Nós todos, eu, você e a Flávia, vimos um quadro deste ser fermentado no Brasil muito recentemente, entre 2006/7 e 2015/16. O resultado deu em recessão, desemprego, inflação, juros altos, dor... E deu em coisa pior::
■Deu em Jair Bolsonaro.

■■■Sim, eu sou completamente a favor de que o valor do salário mínimo seja recuperado.
■E sou a favor de que seja recuperado agora, e não amanhã.

Mas para que a recuperação do salário mínimo seja feita hoje sem causar agravamento das contas públicas é necessário, junto com arbitrar este ganho do salário mínimo, arbitrar também a perda que vai compensar o aumento concedido e indicando quem perde.

Ocorre no Brasil que o salário mínimo é tão aviltado que precisa mesmo e com urgência conseguir aumentar o seu poder aquisitivo. Só não existe mágica para isso e, se não estamos em condições de que alguém ganhe sem que ninguém perca, é fundamental arbitrar as perdas no mesmo momento em que arbitra os ganhos.

Economia não é uma ciência da abundância; economia é uma ciência da carência. Se não houve aumento dos recursos para uma rubrica "Pagamento de Pessoal" e se quer conceder aumento para uma parte, ao arbitrar a parte que vai ganhar há que se arbitrar junto a parte que vai perder.
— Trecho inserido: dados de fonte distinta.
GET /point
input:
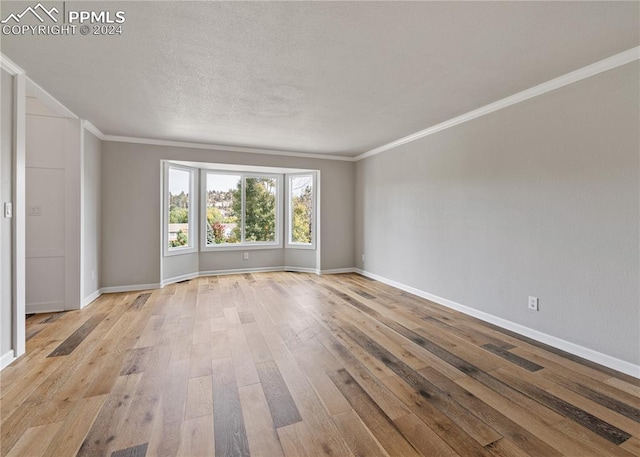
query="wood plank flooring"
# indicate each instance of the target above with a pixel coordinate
(289, 364)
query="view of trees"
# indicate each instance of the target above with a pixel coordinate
(260, 209)
(225, 212)
(179, 214)
(301, 213)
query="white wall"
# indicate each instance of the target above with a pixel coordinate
(91, 216)
(541, 198)
(53, 161)
(131, 213)
(6, 195)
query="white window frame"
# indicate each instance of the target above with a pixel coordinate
(193, 212)
(314, 214)
(243, 245)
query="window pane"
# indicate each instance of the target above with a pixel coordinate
(301, 209)
(179, 186)
(224, 209)
(260, 209)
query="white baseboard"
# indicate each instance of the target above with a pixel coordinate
(301, 270)
(239, 271)
(567, 346)
(45, 307)
(91, 298)
(130, 288)
(337, 271)
(166, 282)
(7, 359)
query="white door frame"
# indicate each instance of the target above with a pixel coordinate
(19, 209)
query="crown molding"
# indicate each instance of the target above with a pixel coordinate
(93, 129)
(208, 146)
(556, 83)
(218, 147)
(49, 100)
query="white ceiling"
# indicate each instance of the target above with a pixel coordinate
(319, 77)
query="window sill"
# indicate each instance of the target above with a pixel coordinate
(180, 251)
(241, 247)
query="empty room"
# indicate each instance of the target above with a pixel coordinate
(319, 228)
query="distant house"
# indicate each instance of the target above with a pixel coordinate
(175, 228)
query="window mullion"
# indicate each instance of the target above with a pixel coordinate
(243, 207)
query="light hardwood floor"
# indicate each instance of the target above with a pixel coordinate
(286, 364)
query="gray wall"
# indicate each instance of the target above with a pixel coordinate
(541, 198)
(92, 213)
(131, 209)
(6, 195)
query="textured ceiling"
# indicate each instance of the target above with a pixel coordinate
(319, 77)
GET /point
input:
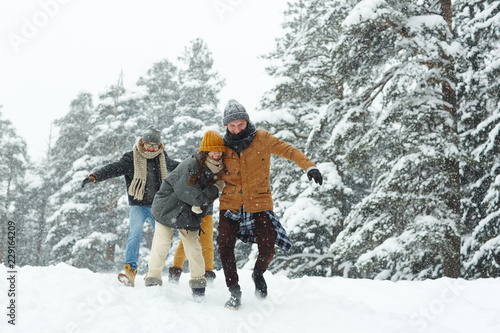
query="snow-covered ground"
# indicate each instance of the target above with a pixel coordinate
(65, 299)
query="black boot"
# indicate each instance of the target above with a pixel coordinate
(234, 301)
(210, 276)
(174, 274)
(260, 285)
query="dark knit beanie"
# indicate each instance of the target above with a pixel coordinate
(151, 134)
(234, 111)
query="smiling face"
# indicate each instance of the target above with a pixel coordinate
(215, 155)
(151, 146)
(237, 126)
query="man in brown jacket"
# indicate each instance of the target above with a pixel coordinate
(246, 201)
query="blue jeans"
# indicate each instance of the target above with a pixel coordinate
(138, 215)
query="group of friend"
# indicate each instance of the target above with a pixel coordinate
(180, 195)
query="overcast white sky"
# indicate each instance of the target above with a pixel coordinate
(53, 49)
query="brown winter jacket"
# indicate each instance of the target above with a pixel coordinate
(247, 178)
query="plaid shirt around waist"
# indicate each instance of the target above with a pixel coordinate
(247, 224)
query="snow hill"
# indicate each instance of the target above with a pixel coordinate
(66, 299)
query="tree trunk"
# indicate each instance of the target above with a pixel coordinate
(451, 254)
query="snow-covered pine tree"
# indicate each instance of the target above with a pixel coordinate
(94, 220)
(65, 215)
(478, 26)
(196, 109)
(408, 227)
(297, 106)
(13, 167)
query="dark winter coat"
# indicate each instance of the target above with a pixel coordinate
(173, 202)
(125, 167)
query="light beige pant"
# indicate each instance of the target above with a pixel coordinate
(161, 244)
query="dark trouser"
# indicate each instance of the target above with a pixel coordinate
(264, 234)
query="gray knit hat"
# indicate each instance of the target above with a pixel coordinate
(151, 134)
(234, 111)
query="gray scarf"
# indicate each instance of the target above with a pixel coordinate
(141, 157)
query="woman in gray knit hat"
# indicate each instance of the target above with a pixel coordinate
(144, 168)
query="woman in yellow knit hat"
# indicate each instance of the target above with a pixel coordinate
(212, 140)
(184, 198)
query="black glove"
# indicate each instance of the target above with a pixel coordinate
(314, 173)
(88, 180)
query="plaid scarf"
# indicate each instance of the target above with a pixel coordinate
(247, 224)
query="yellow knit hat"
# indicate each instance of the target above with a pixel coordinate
(212, 141)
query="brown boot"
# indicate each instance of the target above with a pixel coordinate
(174, 274)
(210, 276)
(128, 278)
Em uma economia que apresenta problemas graves e este é o caso do Brasil, que encontra-se em semi-estagnação desde o início dos anos 80 e com a gravíssima recessão entre 2014 e 216, antes que o incubente consiga sanear os desequilíbrios, reverter o déficit fiscal, reverter o déficit primário e retomar o crescimento econômico e ganho de produtividade, todo gasto que for aumentado tem necessariamente que ser acompanhado de corte para diminuição proporcional em outra linha de gasto.

Se pensar que por mágica se possa arbitrar apenas ganhos, sem que junto sejam arbitradas as necessárias perdas, as consequências são as que nós brasileiros já estamos experimentando desde 2014 e destas consequências temos uma mostra ainda mais dura na nossa vizinha Argentina.

Anônimo disse...

Se continuarmos errando como temos errado, em algum momento vamos fazer as coisas desabarem todas de uma vez e nossos erros vão acabar nos levando a coisa pior do que aconteceu há pouco ao nos ter levado a Jair Bolsonaro.